Auf der Glatze wuchsen wieder Haare, graue Haare wurden wieder braun, der Muskelumfang nahm zu: Neun Männer sollen begeistert gewesen sein. Sie wurden jünger, ihre biologische Uhr hatte sich zurückgedreht. An einem exklusiven Kreis hatte der Biomediziner Greg Fahy vor drei Jahren ein Aufsehen erregendes Experiment durchgeführt. Um das Altern aufzuhalten, hatte er an neun Probanden einen Medikamenten-Mix aus Wachstumshormonen für die Thymusdrüse verteilt.

Danach kehrte Stille ein um diese scheinbare Revolution eines Anti-Aging-Wundermittels. Der Molekularbiologe Nicklas Brendborg handelt das Mittel in seinem Buch »Quallen altern rückwärts« extrem schnell ab, gibt es doch so viele andere Möglichkeiten für ein extrem langes Leben. Und die stecken nicht nur in männlichen Thymusdrüsen, sondern auch in der Erde der Osterinseln, der Vermehrung von Quallen, im Händewaschen und in vielen anderen Stoffen oder Maßnahmen.

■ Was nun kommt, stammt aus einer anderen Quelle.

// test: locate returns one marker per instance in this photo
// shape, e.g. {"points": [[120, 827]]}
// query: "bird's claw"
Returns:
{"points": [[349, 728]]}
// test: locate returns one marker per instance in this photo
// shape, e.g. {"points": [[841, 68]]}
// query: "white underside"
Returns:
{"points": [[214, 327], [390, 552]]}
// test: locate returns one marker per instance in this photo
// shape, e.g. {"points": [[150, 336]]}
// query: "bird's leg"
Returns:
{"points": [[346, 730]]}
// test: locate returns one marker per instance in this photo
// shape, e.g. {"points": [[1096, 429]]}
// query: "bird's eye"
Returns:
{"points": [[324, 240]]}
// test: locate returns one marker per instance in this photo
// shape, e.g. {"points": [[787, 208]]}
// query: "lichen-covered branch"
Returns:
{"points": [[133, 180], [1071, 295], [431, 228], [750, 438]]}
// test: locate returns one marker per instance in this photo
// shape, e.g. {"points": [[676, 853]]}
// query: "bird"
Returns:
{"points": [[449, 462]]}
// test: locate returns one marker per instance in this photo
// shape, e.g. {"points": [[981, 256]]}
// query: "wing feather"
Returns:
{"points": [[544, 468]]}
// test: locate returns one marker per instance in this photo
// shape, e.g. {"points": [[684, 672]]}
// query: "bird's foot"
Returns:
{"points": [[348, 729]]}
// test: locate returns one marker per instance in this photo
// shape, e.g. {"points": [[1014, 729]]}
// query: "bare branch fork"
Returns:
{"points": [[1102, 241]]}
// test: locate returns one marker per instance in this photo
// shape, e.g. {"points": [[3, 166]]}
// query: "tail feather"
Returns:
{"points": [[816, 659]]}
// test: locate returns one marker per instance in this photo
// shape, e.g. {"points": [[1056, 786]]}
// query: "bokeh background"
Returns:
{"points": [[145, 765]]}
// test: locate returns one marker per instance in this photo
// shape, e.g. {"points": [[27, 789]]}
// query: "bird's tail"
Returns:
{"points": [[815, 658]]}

Der Schlüssel zu einem langen Leben

Auch wenn der Titel des Buchs anderes vermuten lässt, geht es nur kurz um die Glibberwesen im Meer. Eine Art allerdings ist besonders, wie der Autor erklärt: Die ziemlich kleine Qualle namens Turritopsis, gerade so groß wie ein Fingernagel, ist quasi unsterblich. Bei Gefahr oder Hunger verwandelt sie sich in ihr Polypenstadium zurück und beginnt ihr Leben noch einmal von vorn. Und das beliebig oft. Am Anfang des Buchs stellt Brendborg dieses und weitere Beispiele von Tieren und Pflanzen vor, die ein langes und gesundes Leben führen können. Aber nicht nur Lebewesen scheinen ein Geheimnis gegen das Altern zu hüten, einige liegen auch in der Erde. Zum Beispiel auf einer der Osterinseln. Dort entstand im Boden ein Bakterium, das auf lebensverlängernde Weise das Wachstum von Zellen beeinflusst. Doch bevor man »die Gelegenheit beim Schopf packt« und das darauf beruhende Medikament »Rapamycin« einnimmt – Achtung, noch sind längst nicht alle Nebenwirkungen bekannt.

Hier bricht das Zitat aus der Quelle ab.